After the call to free(), dereferencing ptr is undefined behaviour.
When you dynamically allocate mix with malloc(), you are actually allocating a block of memory to store mix structure data members, i.e.
an int (a)
a float (b)
a pointer to a char (s)
And when you call free(), you just release that block.
So, you don't allocate the string, you just allocate the string pointer.
If you want to dynamically allocate the string, you must do it explicitly (with another call to malloc()), and to avoid memory leaks you should also free the string explicitly, using free().
When you malloc for ptr, memory is allocated for all members of the struct including the pointer s which is no different to memory allocated for any other member of the struct.
You are assigning a string literal to s, so it's fine which is usually stored in the read-only section. Otherwise, you'll need to malloc for the ptr->s as well and free. Since, it's a string literal, there's no need to free s here (doing so is UB).
mix* ptr is allocated on the stack. The contents that ptr point at, a variable of type mix, is allocated dynamically on the heap, including the pointer s.
Please note that s doesn't point at anything, the pointer doesn't do anything useful. You have to set it to point at something, which could be allocated anywhere. Whatever it points to is not freed when your struct is freed. In this case you set it to point at a constant string literal allocated in ROM, so you won't need to worry about that.
Is *s allocated on the stack
*s (that is, the result of dereferencing the pointer s) isn't allocated at all. Following the malloc, ptr->s is an uninitialized pointer. It doesn't point to anything, and the expression *(ptr->s) has undefined behavior until you do ptr->s = "Hi, etc".

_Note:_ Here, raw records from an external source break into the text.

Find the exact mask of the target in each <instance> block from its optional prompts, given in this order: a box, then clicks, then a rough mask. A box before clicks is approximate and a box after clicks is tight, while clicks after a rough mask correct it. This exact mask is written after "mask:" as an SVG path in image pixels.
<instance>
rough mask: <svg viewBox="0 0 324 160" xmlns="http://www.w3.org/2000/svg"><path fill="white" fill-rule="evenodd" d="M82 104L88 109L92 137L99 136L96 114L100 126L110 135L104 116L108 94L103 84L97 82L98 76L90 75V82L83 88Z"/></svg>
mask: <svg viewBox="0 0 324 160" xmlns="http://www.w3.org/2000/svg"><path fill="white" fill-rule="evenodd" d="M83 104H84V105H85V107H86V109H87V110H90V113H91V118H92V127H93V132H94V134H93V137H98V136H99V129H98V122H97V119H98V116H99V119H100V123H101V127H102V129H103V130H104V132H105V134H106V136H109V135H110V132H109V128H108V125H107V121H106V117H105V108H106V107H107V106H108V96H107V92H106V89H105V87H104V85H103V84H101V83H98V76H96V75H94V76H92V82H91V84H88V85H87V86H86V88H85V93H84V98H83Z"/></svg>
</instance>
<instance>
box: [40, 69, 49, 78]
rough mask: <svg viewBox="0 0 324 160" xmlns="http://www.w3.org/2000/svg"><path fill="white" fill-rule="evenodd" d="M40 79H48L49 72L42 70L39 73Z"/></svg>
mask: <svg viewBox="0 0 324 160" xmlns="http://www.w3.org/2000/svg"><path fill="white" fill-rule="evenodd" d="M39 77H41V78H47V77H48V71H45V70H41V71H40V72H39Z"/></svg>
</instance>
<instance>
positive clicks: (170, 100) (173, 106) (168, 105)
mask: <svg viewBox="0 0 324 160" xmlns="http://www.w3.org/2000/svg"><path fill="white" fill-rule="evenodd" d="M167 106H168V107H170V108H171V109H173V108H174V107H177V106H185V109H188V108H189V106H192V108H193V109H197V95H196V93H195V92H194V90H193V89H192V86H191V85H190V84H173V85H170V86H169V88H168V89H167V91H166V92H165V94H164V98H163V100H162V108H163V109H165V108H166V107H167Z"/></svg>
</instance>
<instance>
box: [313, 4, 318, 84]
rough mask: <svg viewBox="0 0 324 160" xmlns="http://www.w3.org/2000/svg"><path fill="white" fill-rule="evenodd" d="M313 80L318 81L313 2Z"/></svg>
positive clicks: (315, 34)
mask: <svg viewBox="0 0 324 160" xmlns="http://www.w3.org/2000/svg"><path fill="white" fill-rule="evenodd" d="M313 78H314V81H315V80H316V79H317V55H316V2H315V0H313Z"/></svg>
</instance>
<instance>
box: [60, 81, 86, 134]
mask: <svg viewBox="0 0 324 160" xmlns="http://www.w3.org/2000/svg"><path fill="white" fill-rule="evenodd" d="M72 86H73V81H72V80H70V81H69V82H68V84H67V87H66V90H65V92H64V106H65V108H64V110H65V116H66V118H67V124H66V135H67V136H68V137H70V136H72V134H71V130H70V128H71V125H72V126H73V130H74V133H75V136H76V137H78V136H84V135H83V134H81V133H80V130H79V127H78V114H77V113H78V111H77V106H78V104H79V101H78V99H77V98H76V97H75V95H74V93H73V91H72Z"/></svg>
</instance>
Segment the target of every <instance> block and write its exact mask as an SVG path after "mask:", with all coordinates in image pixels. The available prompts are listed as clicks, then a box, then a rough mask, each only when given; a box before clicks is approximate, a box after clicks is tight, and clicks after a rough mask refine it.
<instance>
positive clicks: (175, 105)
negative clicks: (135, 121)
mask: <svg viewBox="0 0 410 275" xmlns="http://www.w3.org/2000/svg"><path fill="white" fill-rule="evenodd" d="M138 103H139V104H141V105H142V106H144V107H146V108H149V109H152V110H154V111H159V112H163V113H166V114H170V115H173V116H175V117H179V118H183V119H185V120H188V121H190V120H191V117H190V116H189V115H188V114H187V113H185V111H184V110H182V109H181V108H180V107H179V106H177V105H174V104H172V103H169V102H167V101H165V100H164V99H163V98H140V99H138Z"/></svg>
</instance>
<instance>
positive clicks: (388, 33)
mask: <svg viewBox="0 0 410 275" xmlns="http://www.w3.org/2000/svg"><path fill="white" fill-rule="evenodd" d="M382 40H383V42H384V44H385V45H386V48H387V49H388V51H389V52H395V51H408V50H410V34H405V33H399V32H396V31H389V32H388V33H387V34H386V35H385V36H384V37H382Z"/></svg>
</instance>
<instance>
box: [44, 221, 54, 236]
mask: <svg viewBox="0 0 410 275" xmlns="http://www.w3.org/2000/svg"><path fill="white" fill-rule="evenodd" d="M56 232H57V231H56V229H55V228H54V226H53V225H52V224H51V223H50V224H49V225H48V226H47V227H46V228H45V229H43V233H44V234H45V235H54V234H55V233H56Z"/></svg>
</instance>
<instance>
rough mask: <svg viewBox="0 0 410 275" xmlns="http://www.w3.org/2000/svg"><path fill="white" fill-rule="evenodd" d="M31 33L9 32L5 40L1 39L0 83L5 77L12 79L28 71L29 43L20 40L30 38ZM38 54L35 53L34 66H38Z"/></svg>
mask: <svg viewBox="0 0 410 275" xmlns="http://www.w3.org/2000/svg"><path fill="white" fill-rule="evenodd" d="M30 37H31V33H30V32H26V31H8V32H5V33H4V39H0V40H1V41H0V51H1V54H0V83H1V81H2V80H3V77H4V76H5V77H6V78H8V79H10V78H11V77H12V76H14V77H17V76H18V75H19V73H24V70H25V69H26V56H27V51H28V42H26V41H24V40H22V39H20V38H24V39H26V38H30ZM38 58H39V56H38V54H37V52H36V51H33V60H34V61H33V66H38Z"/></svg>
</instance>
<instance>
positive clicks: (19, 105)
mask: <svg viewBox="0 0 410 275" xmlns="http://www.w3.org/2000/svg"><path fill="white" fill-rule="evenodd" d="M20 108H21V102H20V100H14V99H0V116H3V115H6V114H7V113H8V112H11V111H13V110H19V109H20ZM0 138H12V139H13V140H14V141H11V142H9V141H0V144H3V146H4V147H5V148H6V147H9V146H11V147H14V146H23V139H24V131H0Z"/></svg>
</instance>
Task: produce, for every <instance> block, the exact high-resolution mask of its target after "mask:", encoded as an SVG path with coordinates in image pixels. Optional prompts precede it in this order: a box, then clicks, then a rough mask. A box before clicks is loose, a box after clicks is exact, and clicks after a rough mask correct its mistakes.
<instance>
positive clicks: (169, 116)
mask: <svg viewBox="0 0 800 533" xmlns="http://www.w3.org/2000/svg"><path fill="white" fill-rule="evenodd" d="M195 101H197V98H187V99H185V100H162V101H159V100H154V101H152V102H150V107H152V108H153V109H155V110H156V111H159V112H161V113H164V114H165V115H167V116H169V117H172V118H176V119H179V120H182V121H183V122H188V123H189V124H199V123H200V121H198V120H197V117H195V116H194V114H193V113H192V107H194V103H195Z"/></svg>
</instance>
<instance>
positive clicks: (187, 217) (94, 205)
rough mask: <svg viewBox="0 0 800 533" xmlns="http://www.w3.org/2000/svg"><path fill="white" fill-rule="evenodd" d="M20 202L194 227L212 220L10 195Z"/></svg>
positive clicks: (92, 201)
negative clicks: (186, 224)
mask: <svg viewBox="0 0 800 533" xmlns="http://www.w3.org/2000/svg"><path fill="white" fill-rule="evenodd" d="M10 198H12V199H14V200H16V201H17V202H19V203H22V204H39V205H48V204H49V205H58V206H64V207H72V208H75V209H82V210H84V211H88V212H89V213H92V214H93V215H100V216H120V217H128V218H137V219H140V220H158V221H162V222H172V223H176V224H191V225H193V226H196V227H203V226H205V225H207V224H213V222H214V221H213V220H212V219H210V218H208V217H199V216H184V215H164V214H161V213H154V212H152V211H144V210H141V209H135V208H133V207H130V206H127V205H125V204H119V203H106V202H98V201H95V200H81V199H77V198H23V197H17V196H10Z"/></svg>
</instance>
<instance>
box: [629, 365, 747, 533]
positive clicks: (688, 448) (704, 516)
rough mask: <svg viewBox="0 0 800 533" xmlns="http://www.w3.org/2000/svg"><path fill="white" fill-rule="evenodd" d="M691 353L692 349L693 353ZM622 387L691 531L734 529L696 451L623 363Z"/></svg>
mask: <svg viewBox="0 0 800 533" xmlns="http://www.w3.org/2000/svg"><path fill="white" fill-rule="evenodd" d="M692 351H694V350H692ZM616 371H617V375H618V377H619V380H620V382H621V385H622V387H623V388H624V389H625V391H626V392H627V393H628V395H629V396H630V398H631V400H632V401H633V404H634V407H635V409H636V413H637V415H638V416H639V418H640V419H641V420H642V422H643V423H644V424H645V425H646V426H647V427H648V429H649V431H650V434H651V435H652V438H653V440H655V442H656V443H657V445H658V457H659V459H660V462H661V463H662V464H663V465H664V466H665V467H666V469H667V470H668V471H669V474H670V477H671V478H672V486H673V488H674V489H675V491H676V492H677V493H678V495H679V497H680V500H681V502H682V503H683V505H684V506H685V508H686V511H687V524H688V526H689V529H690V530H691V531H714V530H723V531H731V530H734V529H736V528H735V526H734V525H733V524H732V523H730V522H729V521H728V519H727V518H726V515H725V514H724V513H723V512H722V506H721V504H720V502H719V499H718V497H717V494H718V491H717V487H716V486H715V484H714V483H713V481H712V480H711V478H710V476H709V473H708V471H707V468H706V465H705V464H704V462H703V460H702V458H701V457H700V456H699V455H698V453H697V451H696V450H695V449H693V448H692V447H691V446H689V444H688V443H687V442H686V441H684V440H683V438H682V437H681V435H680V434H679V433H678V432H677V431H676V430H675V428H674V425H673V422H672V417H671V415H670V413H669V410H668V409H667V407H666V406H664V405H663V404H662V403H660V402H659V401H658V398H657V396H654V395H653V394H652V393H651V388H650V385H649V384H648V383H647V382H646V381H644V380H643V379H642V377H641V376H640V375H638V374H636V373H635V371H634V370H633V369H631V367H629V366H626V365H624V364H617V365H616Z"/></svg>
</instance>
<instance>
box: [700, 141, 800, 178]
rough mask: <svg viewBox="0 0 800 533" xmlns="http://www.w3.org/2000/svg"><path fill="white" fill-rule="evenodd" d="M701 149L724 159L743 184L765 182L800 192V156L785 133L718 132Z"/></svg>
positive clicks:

Once you've initialized ptr->s to point to the string literal, *(ptr->s) is the first character of the string literal, so it probably exists in some data section of the executable. Nothing is dynamically allocated other than the sizeof(mix) bytes for the struct (probably 12 bytes on a 32bit implementation).
what happens with the actual char pointer? Where is it stored?
char* is also like other members, take some bytes(take 8 byte in 64 bit machine, similar to other pointer). In your case, you are allocating memory for that structure instance in heap. so the memory for this pointer also will be allocated in same heap block which is allocated for that structure instance.
Consider this code. This gives where the char* will be:
#include <stdio.h>
typedef struct
{
int a;
float b;
char *s;
}mix;
int main()
{
printf("\n%d ,float:%d, int:%d, char*:%d", sizeof(mix), sizeof(float), sizeof(int), sizeof(char*));
return 0;
}
so size of this structure is 16 bytes. consist of 4 byte integer, 4 byte float and 8 byte char*. (In 64 bit OS, char* will be 4 bytes if OS is 32 bit.)
And once the struct is freed, is the char pointer freed along with it?
Usually the block which is pointed by char* will not be freed(If it points to a block allocated by malloc()). only the structure block will be freed. we know free() needs valid address which is returned during allocation for peaceful de-allocation. If you free without freeing that char*, it will leads to memory leak.
But your case "Hi, there, I'm just a really long string.";
the above given string is string literal which is allocated in read-only section of your program.
use gcc -S Yourprogram.c
This will generate .s file. You can look at .read_only section for this string. so even you delete your structure instance, there will be no memory leak. Because you are just pointing a address which is read-only. You are not at-all allocating memory for this string.